UC Irvine

Nicotinic acetylcholine receptor (nAChR) activation has been shown to improve sensory-cognitive function. In the auditory system, nicotine (an agonist of nAChRs) enhances the brain’s response to attended, relevant stimuli while reducing the response to distracters. Activation of nAChRs has a similar ability to improve stimulus detection in other sensory systems and while it is a remarkable and consistent finding, there is a lack of comprehensive studies on the neural activity behind this phenomenon. Using the mouse auditory system as a model, here we test the role of nAChRs in auditory processing, specifically spectral processing, and the underlying cortical circuitry driving nicotine’s effects.

In Chapter 1, we used a tone-in-notched-noise stimulus to examine how nicotine influences the ability to filter incoming frequency information. Current-source density recordings in the primary auditory cortex of the anesthetized mouse revealed that systemic nicotine effectively narrows receptive fields, increases response gain in the center of the receptive field, and enhances responses to the tone. Subsequent manipulations demonstrated that modulation of cortical receptive fields and tone-evoked responses occurred at multiple levels in the ascending auditory pathway. These actions at nAChRs in cortical and subcortical circuits, which mimic effects of auditory attention, likely contribute to the nicotinic enhancement of sensory and cognitive processing.

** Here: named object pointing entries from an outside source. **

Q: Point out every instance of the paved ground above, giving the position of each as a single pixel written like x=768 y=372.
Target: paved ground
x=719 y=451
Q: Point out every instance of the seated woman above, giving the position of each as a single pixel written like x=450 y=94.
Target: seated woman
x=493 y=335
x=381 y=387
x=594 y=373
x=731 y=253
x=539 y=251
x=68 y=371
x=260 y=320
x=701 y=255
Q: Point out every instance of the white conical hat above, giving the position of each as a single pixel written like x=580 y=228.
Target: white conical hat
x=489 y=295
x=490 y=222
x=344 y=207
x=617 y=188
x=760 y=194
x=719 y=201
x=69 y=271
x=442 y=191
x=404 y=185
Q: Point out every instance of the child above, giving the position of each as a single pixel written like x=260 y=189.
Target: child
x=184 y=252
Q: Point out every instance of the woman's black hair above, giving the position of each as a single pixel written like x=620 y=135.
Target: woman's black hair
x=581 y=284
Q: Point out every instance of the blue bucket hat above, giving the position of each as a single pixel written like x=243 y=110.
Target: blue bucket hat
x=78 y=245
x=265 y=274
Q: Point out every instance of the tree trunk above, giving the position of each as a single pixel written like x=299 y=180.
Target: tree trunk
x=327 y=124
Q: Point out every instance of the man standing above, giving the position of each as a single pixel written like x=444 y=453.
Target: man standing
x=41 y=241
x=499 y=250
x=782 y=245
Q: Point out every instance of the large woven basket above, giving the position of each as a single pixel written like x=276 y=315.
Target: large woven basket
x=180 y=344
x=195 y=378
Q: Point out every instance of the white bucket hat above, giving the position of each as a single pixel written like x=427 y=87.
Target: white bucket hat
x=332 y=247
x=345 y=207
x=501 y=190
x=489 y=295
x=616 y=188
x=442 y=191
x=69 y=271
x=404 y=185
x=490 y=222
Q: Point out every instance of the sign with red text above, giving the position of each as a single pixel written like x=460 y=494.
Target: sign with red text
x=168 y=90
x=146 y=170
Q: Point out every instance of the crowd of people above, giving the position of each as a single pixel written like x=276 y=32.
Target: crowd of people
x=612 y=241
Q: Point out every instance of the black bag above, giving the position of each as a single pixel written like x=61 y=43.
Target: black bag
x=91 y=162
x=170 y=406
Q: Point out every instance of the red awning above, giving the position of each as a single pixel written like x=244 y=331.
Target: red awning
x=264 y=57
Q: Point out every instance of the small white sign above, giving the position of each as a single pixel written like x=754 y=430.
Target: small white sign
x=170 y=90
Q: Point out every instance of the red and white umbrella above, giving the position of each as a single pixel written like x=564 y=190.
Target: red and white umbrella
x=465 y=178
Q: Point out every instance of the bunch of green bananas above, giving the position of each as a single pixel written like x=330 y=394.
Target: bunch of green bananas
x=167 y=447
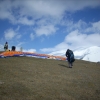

In Chapter 2, we performed whole-cell recordings in the auditory cortex of mouse brain slices to investigate the role of discrete cell types. Bath application of nicotine selectively depolarized pyramidal (Pyr) and vasoactive intestinal peptide (VIP)- containing neurons and enhanced spontaneous inhibitory post-synaptic currents (sIPSC) in Pyr, VIP, and SOM cells. We found that VIP cell activation is responsible for both the nicotinic depolarization and sIPSC enhancement observed in Pyr neurons, implicating a disinhibitory neural circuit in the nicotinic modulation of cortex. This disinhibition likely renders Pyr cells more excitable and responsive to incoming stimuli, thus providing a probable mechanism for nicotine’s beneficial effects on cortical processing and function.

Together with the findings in Chapter 1, these results further reveal the neural basis of nicotine’s effects and substantiate efforts to use nicotine as a therapeutic for those with cognitive or sensory processing disorders.